About 24 years ago, my parents decided that having sex on the kitchen table of their little rented house in SE Gladstone sounded like a good idea. I wish I could have been in the room (outside of the womb at least) when Mom dropped the ball that Dad and her were officially expecting. Now, my mother's not the most rational person or the most level-headed so I'm sure that the revelation that they're were soon to be parents probably rivaled the death of a loved one in tears shed and screams uttered. My father probably thought that having a child with this woman he'd just recently married and nursed through a nevrous breakdown might have been the best way to keep his blushing bride on the the path to recovery and mental stabilty. Regardless, nine months later I was there breathing my first breaths of Portland air and promptly coughing a lot. That should have been a sign of impending addiction to a city that rarely returns the love you put into it. Living in this city at 24 with no degree and less direction is like dating a self-centered, naive slob of a woman that thinks she's modest when in actualilty she's the most conceited post adolescent ever to hit drinking age. Meaning, it's like loving someone that doesn't have the time to return it, but promises to get around to it eventually.
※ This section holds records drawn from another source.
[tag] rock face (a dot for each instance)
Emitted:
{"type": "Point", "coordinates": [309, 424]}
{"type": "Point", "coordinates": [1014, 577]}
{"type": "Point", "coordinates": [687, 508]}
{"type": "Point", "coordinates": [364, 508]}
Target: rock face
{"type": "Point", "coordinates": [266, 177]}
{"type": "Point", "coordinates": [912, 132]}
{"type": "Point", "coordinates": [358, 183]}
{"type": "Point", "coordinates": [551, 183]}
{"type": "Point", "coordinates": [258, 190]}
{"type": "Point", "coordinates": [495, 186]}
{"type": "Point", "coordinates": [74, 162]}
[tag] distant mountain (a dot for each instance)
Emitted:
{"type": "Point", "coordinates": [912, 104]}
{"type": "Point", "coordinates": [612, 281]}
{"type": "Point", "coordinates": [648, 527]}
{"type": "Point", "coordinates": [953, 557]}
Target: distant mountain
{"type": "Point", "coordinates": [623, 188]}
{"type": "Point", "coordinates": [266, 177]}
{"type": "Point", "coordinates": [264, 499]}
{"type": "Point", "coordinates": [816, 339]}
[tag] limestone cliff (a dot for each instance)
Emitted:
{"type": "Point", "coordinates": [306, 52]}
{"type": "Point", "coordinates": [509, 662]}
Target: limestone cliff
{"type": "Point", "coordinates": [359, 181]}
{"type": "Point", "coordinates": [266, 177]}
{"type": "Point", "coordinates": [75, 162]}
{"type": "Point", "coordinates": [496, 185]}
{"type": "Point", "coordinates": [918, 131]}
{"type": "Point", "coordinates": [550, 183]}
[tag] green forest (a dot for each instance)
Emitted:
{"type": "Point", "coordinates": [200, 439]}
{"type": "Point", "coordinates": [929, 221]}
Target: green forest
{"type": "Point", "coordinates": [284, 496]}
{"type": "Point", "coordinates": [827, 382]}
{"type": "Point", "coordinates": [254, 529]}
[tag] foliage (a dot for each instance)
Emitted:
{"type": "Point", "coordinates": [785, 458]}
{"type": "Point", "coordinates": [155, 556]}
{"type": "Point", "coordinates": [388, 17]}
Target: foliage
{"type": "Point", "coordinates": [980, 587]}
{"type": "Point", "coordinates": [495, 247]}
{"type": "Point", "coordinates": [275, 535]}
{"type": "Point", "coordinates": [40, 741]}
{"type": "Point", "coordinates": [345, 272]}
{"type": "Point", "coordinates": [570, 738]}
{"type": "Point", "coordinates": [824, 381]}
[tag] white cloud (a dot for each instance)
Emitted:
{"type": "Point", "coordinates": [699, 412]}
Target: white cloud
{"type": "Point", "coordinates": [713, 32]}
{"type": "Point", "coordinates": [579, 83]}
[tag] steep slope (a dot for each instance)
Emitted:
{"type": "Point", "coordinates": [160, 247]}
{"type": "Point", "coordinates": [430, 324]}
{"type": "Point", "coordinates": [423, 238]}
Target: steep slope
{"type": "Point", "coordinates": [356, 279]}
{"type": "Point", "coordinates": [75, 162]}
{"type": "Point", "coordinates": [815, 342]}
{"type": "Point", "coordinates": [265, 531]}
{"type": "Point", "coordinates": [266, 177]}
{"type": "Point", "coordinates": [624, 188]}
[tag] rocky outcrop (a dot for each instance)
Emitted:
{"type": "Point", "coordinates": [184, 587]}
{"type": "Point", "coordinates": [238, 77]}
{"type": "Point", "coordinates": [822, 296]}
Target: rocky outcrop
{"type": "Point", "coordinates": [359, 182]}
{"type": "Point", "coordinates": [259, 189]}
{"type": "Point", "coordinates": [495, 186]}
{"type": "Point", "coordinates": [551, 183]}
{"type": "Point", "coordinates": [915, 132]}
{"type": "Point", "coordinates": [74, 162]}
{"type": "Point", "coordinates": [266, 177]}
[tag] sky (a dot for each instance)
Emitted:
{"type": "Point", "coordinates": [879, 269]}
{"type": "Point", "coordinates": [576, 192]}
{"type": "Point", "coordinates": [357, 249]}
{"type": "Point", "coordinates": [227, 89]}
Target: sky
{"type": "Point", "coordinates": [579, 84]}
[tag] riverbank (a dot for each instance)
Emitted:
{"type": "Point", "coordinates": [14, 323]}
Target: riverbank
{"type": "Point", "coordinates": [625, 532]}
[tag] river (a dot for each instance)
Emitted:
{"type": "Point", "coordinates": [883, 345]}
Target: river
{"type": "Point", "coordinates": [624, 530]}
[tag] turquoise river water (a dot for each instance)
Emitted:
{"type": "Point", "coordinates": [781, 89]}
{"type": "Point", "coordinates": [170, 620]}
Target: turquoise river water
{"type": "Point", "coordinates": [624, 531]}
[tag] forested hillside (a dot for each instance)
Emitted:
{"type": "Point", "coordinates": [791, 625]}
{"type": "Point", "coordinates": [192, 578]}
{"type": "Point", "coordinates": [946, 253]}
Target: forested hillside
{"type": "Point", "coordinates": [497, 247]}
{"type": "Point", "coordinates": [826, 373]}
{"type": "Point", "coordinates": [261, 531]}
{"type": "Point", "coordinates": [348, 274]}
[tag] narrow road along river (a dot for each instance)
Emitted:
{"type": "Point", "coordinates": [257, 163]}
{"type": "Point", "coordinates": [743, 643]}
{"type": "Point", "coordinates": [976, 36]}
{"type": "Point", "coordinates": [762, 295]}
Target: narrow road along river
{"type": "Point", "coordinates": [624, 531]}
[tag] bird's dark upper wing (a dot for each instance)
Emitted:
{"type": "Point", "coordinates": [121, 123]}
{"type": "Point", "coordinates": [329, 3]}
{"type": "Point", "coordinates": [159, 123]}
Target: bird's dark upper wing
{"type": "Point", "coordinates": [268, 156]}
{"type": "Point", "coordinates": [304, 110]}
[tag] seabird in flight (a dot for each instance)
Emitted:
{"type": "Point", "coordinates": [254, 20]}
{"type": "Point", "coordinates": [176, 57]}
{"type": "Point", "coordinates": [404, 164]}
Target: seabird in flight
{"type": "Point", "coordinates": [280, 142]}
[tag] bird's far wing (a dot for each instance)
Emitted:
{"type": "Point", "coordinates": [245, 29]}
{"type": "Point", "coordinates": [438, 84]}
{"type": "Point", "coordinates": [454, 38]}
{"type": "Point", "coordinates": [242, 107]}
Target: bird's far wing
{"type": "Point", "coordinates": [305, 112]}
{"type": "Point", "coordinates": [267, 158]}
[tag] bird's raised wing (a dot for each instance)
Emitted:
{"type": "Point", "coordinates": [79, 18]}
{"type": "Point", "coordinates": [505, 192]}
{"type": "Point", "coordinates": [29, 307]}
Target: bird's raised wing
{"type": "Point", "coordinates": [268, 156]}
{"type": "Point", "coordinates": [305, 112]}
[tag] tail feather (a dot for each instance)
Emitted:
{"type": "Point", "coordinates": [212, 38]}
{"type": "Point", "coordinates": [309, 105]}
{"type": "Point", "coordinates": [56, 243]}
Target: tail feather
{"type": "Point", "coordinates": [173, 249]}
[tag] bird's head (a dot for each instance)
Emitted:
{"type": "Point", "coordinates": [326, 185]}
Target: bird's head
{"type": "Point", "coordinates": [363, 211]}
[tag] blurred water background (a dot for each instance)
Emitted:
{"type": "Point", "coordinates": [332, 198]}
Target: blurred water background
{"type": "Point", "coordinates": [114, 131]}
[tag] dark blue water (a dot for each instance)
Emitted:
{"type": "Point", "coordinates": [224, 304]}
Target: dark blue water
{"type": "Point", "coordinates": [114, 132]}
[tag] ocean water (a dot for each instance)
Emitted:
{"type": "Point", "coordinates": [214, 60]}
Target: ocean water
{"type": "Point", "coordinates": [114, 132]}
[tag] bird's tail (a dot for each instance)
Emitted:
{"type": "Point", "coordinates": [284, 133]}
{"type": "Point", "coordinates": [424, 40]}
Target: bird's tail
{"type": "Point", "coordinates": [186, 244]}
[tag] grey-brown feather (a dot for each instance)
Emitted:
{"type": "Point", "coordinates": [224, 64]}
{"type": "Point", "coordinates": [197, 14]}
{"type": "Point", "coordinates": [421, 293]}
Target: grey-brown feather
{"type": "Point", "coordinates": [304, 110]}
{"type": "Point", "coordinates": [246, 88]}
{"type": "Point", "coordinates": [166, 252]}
In a sense, it's why it's hard to find your way in this city unless you have money or a goal. Two things that not everybody in this day and age seems to have a surplus of. You make lists in your head of ways you think you'll be able to succeed (I've always like to refer to them as "hair-brained schemes") and when those plans have the tendency to eventually fail, you tend stop trying to dig your heels in to figure out a new one.

What I've always found hilarious about Portland lies in its constantly evolving identity crisis. Over in NW 23rd we have approximately twelve blocks of an attempt to copy the Beverly Hills coffee shop and high-priced cloth scene. Down in the Pearl District, it's basically the O.C. meets the club scene. Belmont, Hawthorne, and Woodstock are all areas of town where the hipsters have tried to carve out a niche of the city to call their own and make magazine covers and travel guides. The pattern here is that the city wants to be a less glamorous California neighborhood and citizen population that wants to be what Seattle and San Francisco have forsaken: a counter-culture paradise.

For every Bar 71 and Barracuda that seems to have sprung up, Pied Cow, Voodoo Doughnut, Dante's, and the Shanghai Tunnels still hold their ground as the actual places to patron on a Saturday night. The only difficulty that seems to be developing is that the two scenes clash in such a harsh light that it's almost like gentrification with the hip scene pushing the upstarts out to the outer rims of the East side to stake their claim. With the Pearl district firmly planting a flag that claims territory between NW 23rd and Chinatown (which is still a wretched hive of scum and villany, thank god).

The trick about Portland seems to be that you actually need a counter culture handbook in your own city. Chuck Paulanick's (?) Fugitives and Refugees is among many pocket guides that highlight hidden treasures that no one who lives here on a daily basis has managed to accumulate themselves over X number of years actually living here. The one thing you'll hear most from someone trying to partake in something new and trendy in this town is, "I just heard about this new ____" thus illustrating how no one just goes out and finds these places on their own: they just go read Portland Citysearch.